Ray Hattingh, director, SAARP
125 Vasco Boulevard, Goodwood, South Africa
Rod Liddle’s python
Sir: Just as I was about to come gunning for Rod Liddle (15 August) on behalf of my two cats I had a sudden wonderful thought.
If it’s OK for a python to roam free in private gardens, then presumably there’s no law against having an anaconda instead. Left to its own devices it could keep the area free of children, leaving the rest of us to glory in the peace and quiet. No more mindless, ear-splitting shrieks and screams. No bicycles, motorised scooters or skaters continuously passing the door. Bliss! The risk to local cats and dogs would be minimal since the anaconda would, hopefully, have bigger prey within its sights.
Barbara Cowell
London SE4
Toytown Britain
Sir: Harry Mount (‘Beware the rise of Baby Chic’, 8 August) is right. Every time I see yet another bus sign that reads ‘Sorry, I’m not in service’ I grind my (certainly not milk) teeth at the conspiracy that seems to have taken us all on a one-way trip to Toytown and toddler-dom.
Serena Moore
Charlbury, Oxon
Sugar and spice
Sir: Despite being beaten and bullied at his grandfather’s loathsome preparatory school in Cirencester (or perhaps, heaven forbid, because of it!), I find myself springing to the side of Quentin Letts regarding Lord Sugar’s threat of legal action against him (Letters, 8 August).
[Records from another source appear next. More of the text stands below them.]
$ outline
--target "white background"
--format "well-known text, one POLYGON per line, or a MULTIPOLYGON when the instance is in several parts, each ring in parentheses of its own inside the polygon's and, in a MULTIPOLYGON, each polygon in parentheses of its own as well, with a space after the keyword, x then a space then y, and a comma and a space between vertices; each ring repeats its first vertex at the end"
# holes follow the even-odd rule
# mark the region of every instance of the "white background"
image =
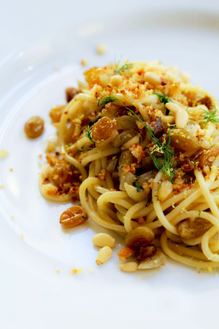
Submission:
MULTIPOLYGON (((169 260, 157 271, 124 273, 115 252, 97 268, 91 241, 102 230, 90 222, 70 234, 62 230, 57 218, 66 206, 42 199, 36 173, 37 155, 53 131, 48 111, 81 77, 82 58, 90 66, 121 54, 160 59, 189 71, 194 83, 218 98, 219 13, 216 1, 1 4, 0 149, 10 154, 0 164, 6 187, 0 190, 1 329, 217 325, 219 276, 169 260), (95 54, 99 42, 107 46, 102 57, 95 54), (30 143, 20 132, 36 113, 46 132, 30 143), (81 266, 82 273, 70 274, 81 266)), ((122 241, 115 236, 118 251, 122 241)))

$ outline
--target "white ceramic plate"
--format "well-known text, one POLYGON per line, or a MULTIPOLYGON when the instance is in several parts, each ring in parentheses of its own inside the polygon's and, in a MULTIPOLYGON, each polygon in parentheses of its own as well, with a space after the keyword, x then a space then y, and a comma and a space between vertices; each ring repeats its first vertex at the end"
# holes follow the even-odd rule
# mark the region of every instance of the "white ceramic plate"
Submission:
POLYGON ((122 240, 113 233, 113 256, 98 267, 98 249, 92 238, 107 231, 90 220, 74 229, 62 228, 59 217, 70 204, 46 201, 37 186, 38 163, 45 162, 38 156, 54 133, 50 110, 63 103, 65 89, 82 79, 86 67, 121 56, 131 61, 158 59, 189 72, 192 83, 218 97, 219 15, 171 12, 139 9, 134 17, 130 12, 114 19, 103 15, 97 23, 80 25, 71 42, 68 29, 58 38, 42 35, 0 67, 0 149, 10 152, 0 160, 1 328, 213 324, 218 277, 169 259, 159 269, 122 272, 117 255, 122 240), (95 49, 101 42, 107 51, 100 56, 95 49), (85 68, 79 64, 84 58, 85 68), (30 141, 24 125, 35 115, 44 119, 45 131, 30 141), (81 273, 70 273, 79 267, 81 273))

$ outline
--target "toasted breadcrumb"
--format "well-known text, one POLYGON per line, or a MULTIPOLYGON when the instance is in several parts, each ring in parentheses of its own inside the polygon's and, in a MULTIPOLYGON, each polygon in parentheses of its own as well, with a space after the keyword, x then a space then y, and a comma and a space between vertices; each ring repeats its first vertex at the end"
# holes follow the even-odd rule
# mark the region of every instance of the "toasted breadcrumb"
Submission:
POLYGON ((6 150, 2 149, 0 150, 0 159, 3 159, 4 158, 5 158, 9 154, 9 152, 8 152, 6 150))
POLYGON ((97 52, 99 55, 102 55, 106 51, 106 47, 103 43, 100 43, 97 47, 97 52))
POLYGON ((87 61, 86 60, 83 59, 81 60, 80 61, 80 63, 82 66, 85 66, 87 63, 87 61))
POLYGON ((102 181, 104 180, 106 175, 106 169, 105 168, 101 170, 101 171, 98 175, 98 178, 100 181, 102 181))
POLYGON ((119 256, 120 261, 124 262, 126 258, 134 255, 134 253, 133 249, 129 248, 129 247, 124 247, 119 252, 117 255, 119 256))
POLYGON ((146 153, 142 147, 137 144, 133 144, 129 148, 132 155, 137 159, 138 162, 141 162, 146 156, 146 153))
POLYGON ((77 269, 77 268, 72 268, 71 269, 70 272, 72 274, 78 274, 78 273, 80 273, 82 272, 82 268, 81 267, 79 267, 78 269, 77 269))
POLYGON ((44 191, 49 195, 55 195, 58 191, 58 188, 50 183, 43 185, 44 191))

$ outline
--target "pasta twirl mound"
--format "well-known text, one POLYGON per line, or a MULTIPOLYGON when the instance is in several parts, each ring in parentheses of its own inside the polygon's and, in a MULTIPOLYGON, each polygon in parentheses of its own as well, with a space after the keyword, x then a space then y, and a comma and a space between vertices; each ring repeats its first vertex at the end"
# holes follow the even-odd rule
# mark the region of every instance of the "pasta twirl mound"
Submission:
POLYGON ((125 238, 120 259, 137 262, 124 270, 164 265, 158 248, 193 267, 219 267, 215 100, 158 62, 84 75, 50 113, 58 139, 40 175, 43 196, 79 199, 92 220, 125 238))

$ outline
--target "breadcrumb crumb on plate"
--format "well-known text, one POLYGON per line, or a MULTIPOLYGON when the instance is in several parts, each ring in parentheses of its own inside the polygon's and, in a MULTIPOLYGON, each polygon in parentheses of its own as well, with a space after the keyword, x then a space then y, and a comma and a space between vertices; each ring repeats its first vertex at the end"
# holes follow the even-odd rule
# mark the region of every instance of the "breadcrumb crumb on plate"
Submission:
POLYGON ((81 273, 82 270, 81 267, 79 267, 78 269, 77 268, 72 268, 70 272, 72 274, 78 274, 78 273, 81 273))
POLYGON ((106 47, 103 43, 100 43, 97 47, 97 53, 99 55, 102 55, 106 51, 106 47))
POLYGON ((85 59, 81 60, 80 63, 82 66, 85 66, 87 64, 87 61, 85 59))
POLYGON ((6 150, 5 150, 3 148, 1 150, 0 150, 0 159, 3 159, 4 158, 5 158, 9 154, 9 152, 8 152, 6 150))

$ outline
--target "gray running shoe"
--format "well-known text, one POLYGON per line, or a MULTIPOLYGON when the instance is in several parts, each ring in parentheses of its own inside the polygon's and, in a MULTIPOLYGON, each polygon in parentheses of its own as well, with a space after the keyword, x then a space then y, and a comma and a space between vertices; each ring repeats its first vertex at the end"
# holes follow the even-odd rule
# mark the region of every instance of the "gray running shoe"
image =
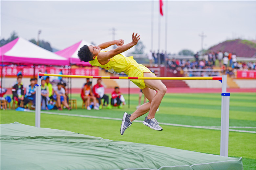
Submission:
POLYGON ((127 113, 124 113, 123 116, 123 120, 122 121, 122 124, 121 125, 121 129, 120 133, 121 135, 123 135, 124 133, 124 131, 129 128, 132 123, 130 120, 130 117, 131 115, 127 113))
POLYGON ((158 124, 158 122, 155 118, 148 119, 147 116, 146 116, 143 121, 143 124, 156 130, 163 130, 163 128, 158 124))

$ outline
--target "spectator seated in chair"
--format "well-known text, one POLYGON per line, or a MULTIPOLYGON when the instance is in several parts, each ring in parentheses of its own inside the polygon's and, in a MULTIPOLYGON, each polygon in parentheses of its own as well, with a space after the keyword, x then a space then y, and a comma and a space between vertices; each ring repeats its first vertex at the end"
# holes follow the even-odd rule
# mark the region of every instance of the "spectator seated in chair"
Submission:
POLYGON ((26 88, 25 97, 32 101, 31 107, 34 108, 35 106, 35 79, 30 79, 30 84, 26 88))
POLYGON ((91 86, 92 82, 91 81, 86 83, 82 89, 81 97, 84 102, 86 102, 85 107, 87 110, 90 110, 91 109, 90 106, 91 100, 92 100, 93 103, 94 109, 98 110, 99 109, 96 106, 97 103, 96 98, 93 94, 93 92, 91 88, 91 86))
POLYGON ((125 100, 123 95, 119 91, 119 88, 116 87, 115 88, 115 91, 112 93, 111 98, 111 105, 113 106, 117 106, 118 108, 121 109, 121 105, 125 104, 125 100))
POLYGON ((53 99, 56 101, 56 104, 58 107, 58 109, 62 110, 61 107, 61 103, 65 106, 66 108, 69 110, 71 108, 69 107, 68 103, 67 102, 67 97, 66 95, 66 91, 62 87, 61 83, 58 83, 57 87, 53 89, 54 93, 53 97, 53 99))
POLYGON ((48 87, 48 90, 49 91, 49 97, 51 99, 53 99, 53 85, 50 82, 50 79, 49 76, 47 76, 45 77, 45 86, 48 87))
POLYGON ((97 80, 97 84, 93 86, 93 92, 94 96, 96 97, 98 101, 99 109, 102 108, 102 106, 101 105, 101 99, 104 99, 103 104, 105 104, 105 102, 107 103, 107 108, 112 108, 111 105, 108 105, 108 96, 104 94, 105 93, 105 89, 104 86, 101 84, 101 79, 100 78, 98 79, 97 80))
POLYGON ((41 85, 41 105, 42 110, 48 110, 47 105, 50 98, 49 97, 49 90, 48 87, 45 85, 45 80, 42 80, 41 85))
POLYGON ((66 97, 67 98, 67 102, 68 103, 68 104, 70 104, 69 97, 69 96, 67 92, 67 89, 66 89, 66 87, 67 86, 67 84, 65 83, 63 83, 62 84, 62 88, 64 89, 64 90, 65 90, 65 95, 66 95, 66 97))
POLYGON ((13 86, 11 91, 13 102, 18 104, 19 107, 24 108, 30 101, 29 99, 24 97, 24 88, 21 84, 21 77, 17 78, 18 83, 13 86))

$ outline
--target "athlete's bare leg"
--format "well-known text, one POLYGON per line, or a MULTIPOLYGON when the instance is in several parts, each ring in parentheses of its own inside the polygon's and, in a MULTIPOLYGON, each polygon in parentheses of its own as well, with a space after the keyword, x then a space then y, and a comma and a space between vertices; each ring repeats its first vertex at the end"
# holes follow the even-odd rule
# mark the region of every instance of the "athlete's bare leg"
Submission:
MULTIPOLYGON (((149 72, 144 72, 144 76, 156 77, 154 74, 149 72)), ((160 80, 144 80, 144 82, 146 86, 148 87, 143 89, 142 91, 149 101, 140 106, 132 114, 130 118, 131 122, 149 111, 148 119, 154 118, 157 110, 166 93, 166 87, 160 80)))

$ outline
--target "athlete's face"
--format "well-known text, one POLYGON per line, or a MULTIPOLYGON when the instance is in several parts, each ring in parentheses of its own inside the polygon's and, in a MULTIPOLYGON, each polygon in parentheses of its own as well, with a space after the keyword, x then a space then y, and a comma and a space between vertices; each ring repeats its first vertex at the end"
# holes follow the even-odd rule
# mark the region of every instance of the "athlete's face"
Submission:
POLYGON ((97 55, 100 51, 100 49, 97 46, 89 45, 88 48, 94 56, 97 55))

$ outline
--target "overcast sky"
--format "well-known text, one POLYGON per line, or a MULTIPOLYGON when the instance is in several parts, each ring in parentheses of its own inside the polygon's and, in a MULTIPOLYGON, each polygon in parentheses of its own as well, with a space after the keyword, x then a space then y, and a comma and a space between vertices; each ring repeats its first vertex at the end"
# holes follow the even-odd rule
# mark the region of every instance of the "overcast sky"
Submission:
POLYGON ((201 49, 202 32, 206 36, 204 48, 227 39, 255 40, 255 2, 163 1, 159 44, 159 1, 2 0, 1 39, 15 31, 25 39, 37 39, 40 29, 40 39, 62 50, 82 40, 96 44, 111 41, 114 28, 115 39, 125 43, 131 41, 133 32, 138 32, 146 52, 151 46, 153 4, 153 49, 165 50, 167 16, 167 52, 177 54, 187 49, 196 52, 201 49))

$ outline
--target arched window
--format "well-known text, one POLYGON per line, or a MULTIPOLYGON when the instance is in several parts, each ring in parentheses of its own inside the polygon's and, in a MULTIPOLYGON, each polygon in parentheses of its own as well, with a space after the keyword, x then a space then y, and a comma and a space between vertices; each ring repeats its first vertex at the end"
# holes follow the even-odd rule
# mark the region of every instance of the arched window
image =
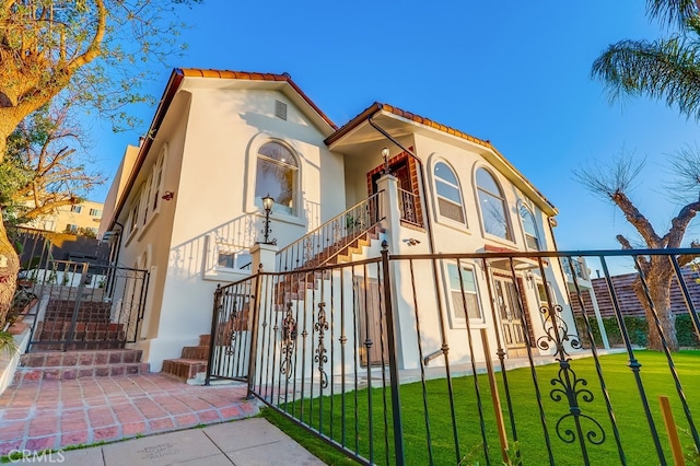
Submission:
POLYGON ((477 191, 483 231, 504 240, 513 241, 508 220, 508 206, 501 187, 489 172, 477 170, 477 191))
POLYGON ((523 222, 523 231, 525 232, 525 244, 528 249, 539 251, 539 236, 537 235, 537 223, 535 223, 535 215, 533 212, 521 205, 521 221, 523 222))
POLYGON ((440 214, 455 222, 466 223, 462 205, 462 191, 455 173, 446 163, 438 162, 433 170, 433 175, 440 214))
POLYGON ((275 198, 272 210, 296 213, 299 164, 289 149, 278 142, 267 142, 258 149, 255 178, 255 205, 262 207, 267 195, 275 198))

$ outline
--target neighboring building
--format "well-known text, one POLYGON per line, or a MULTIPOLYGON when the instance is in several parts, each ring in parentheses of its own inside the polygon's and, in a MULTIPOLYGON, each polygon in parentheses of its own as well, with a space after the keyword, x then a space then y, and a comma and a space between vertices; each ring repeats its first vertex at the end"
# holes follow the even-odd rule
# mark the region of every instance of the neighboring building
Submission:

May I suggest, in case your correspondent’s plea to Lord Sugar falls on deaf ears, that a fund be set up so that Quentin Letts can properly fight his corner? My cheque for £10 is enclosed.
Gavin Marriott
Lower Foyle, Hampshire
Sir: When I studied law, I was taught that if you could prove that a statement was true, that was a virtually impregnable defence against an accusation of defamation. Quentin Letts is accused of calling Alan Sugar a telly peer who doesn’t seem to have an enormous intellect. As a former university don, I could understand if he were accused of minimising the truth. Sugar, in his TV appearances, has not merely demonstrated the truth of Letts’s comment, but has laced them with crudeness and rudeness, and I would be happy to give evidence against him in any action.
Kevin Holland
Westville, South Africa
Doesn’t rhyme with Dot
Sir: For once Dot Wordsworth (Mind your language, 8 August) is surely wrong in suggesting that what I suppose we must call the t-word should rhyme with ‘what’: a satirical rhyme of the 17th-century rhymes it with ‘cardinal’s hat’ — that being the passage that led Browning into his ridiculous blunder in ‘Pippa Passes’ in which he presumed that it was an item of religious headgear.
John Hart
Ox Hill Lea, Malvern
Grieving sons
Sir: As someone who lost his father very suddenly ten years ago I read with tear-stained eyes Matthew Parris’s article in last week’s edition (Another voice). He is so right — you don’t have to move on and compartmentalise, you learn to cope but never forget. It was the most emotional bit of writing I have read for a very long time and something all grieving sons should read no matter how long ago it was when their father died.
John Malcolm
Bridgnorth, Shropshire
Taki and the Wehrmacht
Sir: Mostly I’m a fan of Taki, but his love affair with the Wehrmacht needs blowing up. The monstrous behaviour of so many members of that army group, during their advance east, their retreat, also in their retreat across Europe after D-Day, has been well documented in many books, including the one I am reading now, Liberation, by William I. Hitchcock — ordinary innocent citizens, including women and children, shot or burnt alive again and again, often out of spite. Taking a positive view of this army and its campaign is an insult to the many thousands who suffered at its brutal hands. Come off it, Taki!